Moving away from the students who previously featured in her novels, this book focusses on four characters in the 30s, fumbling their way through professional life. The two women are both in the literary industry. Alice is successful author whose two novels have recently shot her into the limelight, drawing parallels with Rooney herself. Alice’s best friend Eileen, on the other hand, is struggling to establish herself as the editor of a literary magazine. While Simon sails through life in a white-collar office job, Felix works shifts in a distribution centre. BWWAY? promises to expand on themes of class, gender and capitalism previously explored in Rooney’s novels and lead us on a journey to find beauty in a world which is dictated by a toxic relationship with profit.

During a rare Q & A at London’s Southbank Centre on publication day, Rooney gave insight into why she tackles these themes. She revealed that as a socialist novelist she doesn’t input her beliefs and values into her books to convince anyone that they are correct, rather she does it to open the floor to discuss them. When asked about how she writes in a way that Millennials and Gen Z resonate with, she jokingly admitted that she has no idea if readers will find the characters or situations relatable, as if her talent for capturing life so accurately is a pure gift.

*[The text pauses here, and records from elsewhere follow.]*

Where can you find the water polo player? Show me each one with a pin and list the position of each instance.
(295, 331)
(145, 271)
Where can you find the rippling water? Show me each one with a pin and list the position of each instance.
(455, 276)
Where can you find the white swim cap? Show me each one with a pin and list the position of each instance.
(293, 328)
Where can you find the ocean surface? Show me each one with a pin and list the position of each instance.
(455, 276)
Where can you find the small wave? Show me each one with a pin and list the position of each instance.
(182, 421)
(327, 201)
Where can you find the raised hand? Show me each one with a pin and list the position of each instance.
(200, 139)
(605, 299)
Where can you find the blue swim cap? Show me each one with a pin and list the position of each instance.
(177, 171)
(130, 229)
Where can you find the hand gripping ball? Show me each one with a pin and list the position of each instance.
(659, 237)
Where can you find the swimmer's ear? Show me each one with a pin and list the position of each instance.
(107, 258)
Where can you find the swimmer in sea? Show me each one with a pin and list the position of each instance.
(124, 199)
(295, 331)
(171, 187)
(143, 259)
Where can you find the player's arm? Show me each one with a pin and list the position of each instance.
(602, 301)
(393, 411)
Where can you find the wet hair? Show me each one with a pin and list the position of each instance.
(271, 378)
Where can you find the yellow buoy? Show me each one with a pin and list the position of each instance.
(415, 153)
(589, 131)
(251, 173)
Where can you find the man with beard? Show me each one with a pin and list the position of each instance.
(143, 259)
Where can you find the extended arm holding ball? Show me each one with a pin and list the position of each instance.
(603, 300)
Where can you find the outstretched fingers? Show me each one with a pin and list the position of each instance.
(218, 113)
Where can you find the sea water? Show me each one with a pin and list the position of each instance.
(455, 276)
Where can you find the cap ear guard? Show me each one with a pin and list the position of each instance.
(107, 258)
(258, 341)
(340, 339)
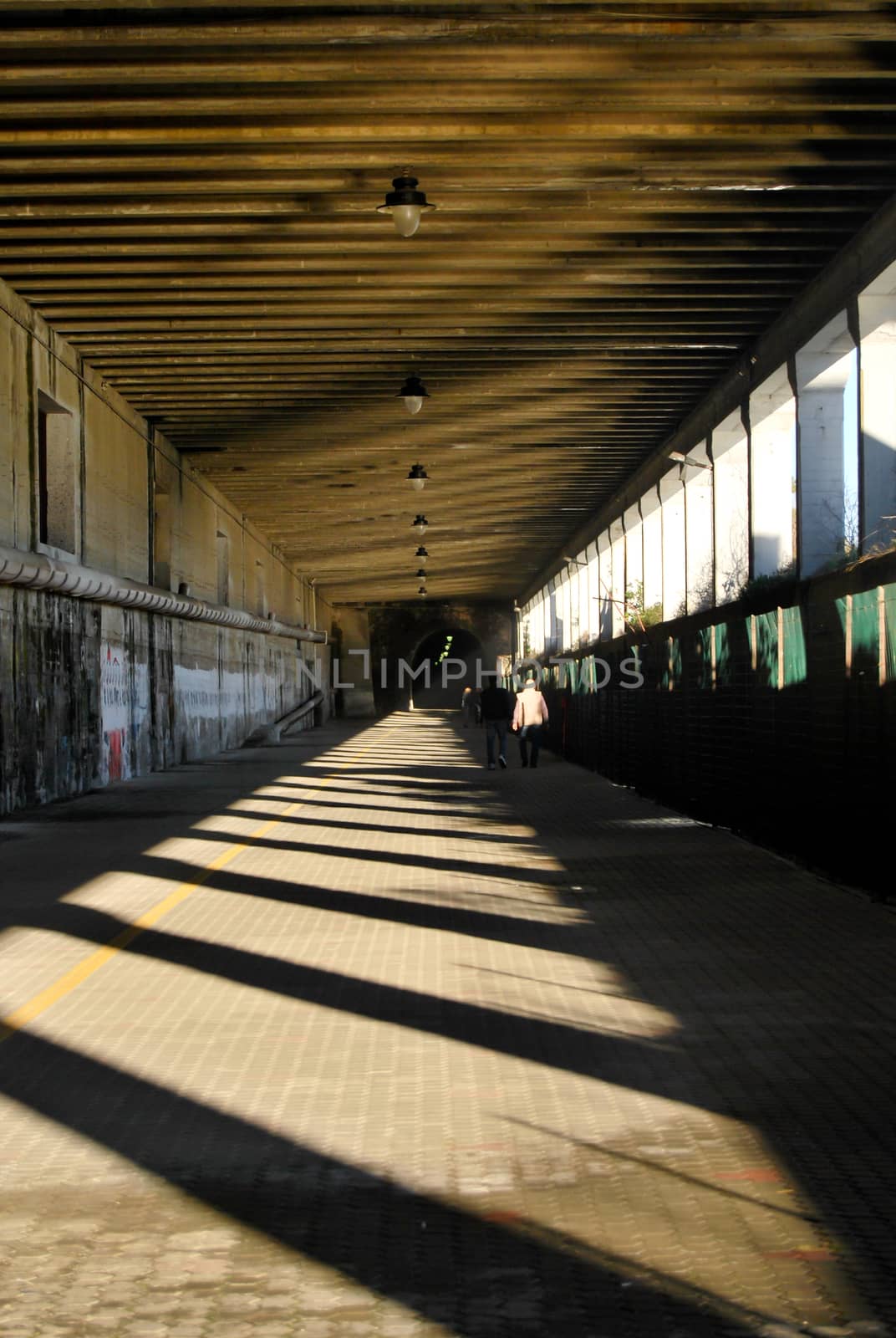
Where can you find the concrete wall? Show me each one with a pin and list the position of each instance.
(89, 693)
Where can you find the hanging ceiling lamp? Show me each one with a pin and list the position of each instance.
(414, 392)
(405, 204)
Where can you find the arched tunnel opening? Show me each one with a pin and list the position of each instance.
(432, 673)
(454, 659)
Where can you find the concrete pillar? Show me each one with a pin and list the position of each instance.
(593, 604)
(653, 549)
(552, 621)
(732, 508)
(878, 439)
(605, 582)
(634, 559)
(354, 682)
(773, 474)
(619, 584)
(826, 367)
(699, 529)
(672, 495)
(566, 610)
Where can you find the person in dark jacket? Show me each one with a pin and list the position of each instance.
(498, 707)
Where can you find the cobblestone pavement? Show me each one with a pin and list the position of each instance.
(354, 1039)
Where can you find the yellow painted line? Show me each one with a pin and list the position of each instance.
(20, 1017)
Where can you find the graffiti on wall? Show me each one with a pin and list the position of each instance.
(125, 704)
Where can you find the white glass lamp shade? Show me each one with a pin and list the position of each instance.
(405, 218)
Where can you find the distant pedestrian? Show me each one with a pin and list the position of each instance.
(530, 716)
(496, 706)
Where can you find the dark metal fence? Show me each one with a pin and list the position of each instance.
(779, 723)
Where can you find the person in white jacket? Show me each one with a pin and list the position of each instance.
(530, 716)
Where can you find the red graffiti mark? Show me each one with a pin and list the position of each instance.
(115, 760)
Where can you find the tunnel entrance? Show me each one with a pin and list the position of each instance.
(454, 657)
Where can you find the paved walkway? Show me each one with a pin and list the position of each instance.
(354, 1039)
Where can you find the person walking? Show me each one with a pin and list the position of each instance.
(530, 716)
(498, 707)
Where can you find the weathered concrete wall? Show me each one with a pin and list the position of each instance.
(89, 693)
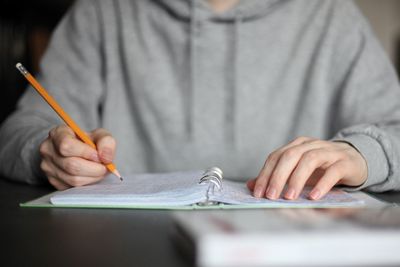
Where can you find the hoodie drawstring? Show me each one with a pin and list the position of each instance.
(233, 83)
(232, 76)
(189, 106)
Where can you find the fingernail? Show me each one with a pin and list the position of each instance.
(315, 194)
(271, 193)
(258, 192)
(95, 157)
(290, 193)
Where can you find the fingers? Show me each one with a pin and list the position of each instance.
(309, 161)
(63, 180)
(67, 161)
(260, 188)
(105, 144)
(331, 177)
(67, 144)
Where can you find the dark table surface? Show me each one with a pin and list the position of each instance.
(87, 237)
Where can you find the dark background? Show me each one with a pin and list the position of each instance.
(26, 26)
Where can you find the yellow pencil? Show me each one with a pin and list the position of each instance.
(67, 119)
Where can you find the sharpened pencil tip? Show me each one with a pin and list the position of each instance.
(21, 68)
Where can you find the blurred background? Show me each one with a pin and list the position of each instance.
(26, 27)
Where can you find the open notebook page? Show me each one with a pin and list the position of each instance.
(161, 189)
(237, 193)
(180, 189)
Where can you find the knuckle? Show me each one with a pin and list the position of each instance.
(311, 156)
(75, 181)
(301, 139)
(65, 147)
(108, 141)
(43, 166)
(72, 166)
(290, 154)
(272, 158)
(43, 150)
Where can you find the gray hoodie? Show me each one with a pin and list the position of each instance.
(181, 87)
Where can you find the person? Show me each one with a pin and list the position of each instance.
(299, 89)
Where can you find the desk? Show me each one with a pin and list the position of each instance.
(86, 237)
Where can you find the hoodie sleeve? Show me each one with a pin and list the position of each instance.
(71, 73)
(369, 103)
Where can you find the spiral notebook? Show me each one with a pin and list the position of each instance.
(179, 190)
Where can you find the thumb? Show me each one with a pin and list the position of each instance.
(105, 144)
(251, 183)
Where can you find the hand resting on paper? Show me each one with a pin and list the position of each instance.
(322, 164)
(68, 162)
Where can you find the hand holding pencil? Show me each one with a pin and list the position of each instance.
(71, 157)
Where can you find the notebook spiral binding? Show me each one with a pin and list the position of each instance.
(213, 177)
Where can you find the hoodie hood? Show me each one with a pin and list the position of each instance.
(248, 9)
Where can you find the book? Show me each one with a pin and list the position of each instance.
(289, 237)
(181, 190)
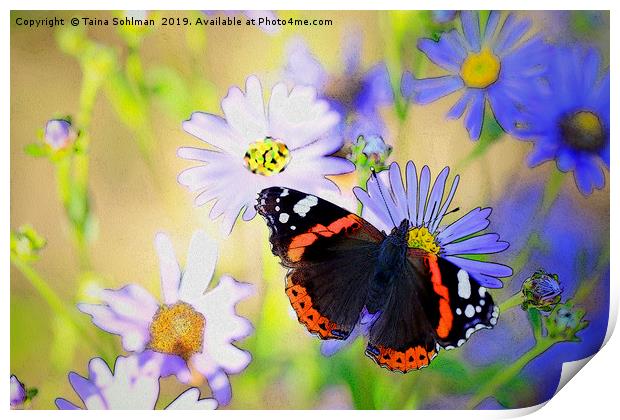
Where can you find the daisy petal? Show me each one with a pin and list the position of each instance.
(424, 91)
(201, 260)
(63, 404)
(214, 130)
(425, 180)
(245, 112)
(190, 400)
(481, 270)
(441, 53)
(475, 115)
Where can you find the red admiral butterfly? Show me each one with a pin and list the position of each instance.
(339, 263)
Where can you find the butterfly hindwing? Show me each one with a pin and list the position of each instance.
(470, 304)
(432, 304)
(331, 254)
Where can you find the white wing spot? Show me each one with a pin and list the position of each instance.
(464, 284)
(303, 206)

There is no doubt that Rooney is a gifted writer, and her eloquence on the issues of shared rented housing, unsustainable consumer habits, and the hierarchical classification of different categories of labour were unmatched with anyone I had heard speak before. Rooney is also, of course, commended for her realistic depiction of intimate relationships. When asked ‘Sally, how do you write good sex?’ Rooney laughed and responded there is only a limited vocabulary she can use without cringing. The main point she shared was that every interaction between her characters happens because it drives the narrative and therefore, in every interaction there must be a shift in power. Unless something significantly affects a character when they go to the shop, the trip to the shop won’t be featured in the text. It is this, along with the exploration of the unknown and guessing what the other person is thinking, that Rooney credits for her success of capturing intimate relationships.

Rooney has been dubbed the quintessential millennial novelist, encapsulating the mood of a generation (or more accurately two) and uniquely representing their delights and their worries. She can touch on the seriousness of the climate crisis that we have little to no control over and in the next page have us chuckling at her witty account of mundane activities as relatable as using the ‘find and replace’ feature in a Microsoft Word document. As always, it is the love and friendships developed between the characters that deliver the beauty in Rooney’s novel. Beautiful World, Where Are You? has already received rave reviews from critics and has been hailed Rooney’s best work yet. If her previous novels are anything to go by, this one is certainly worth a read.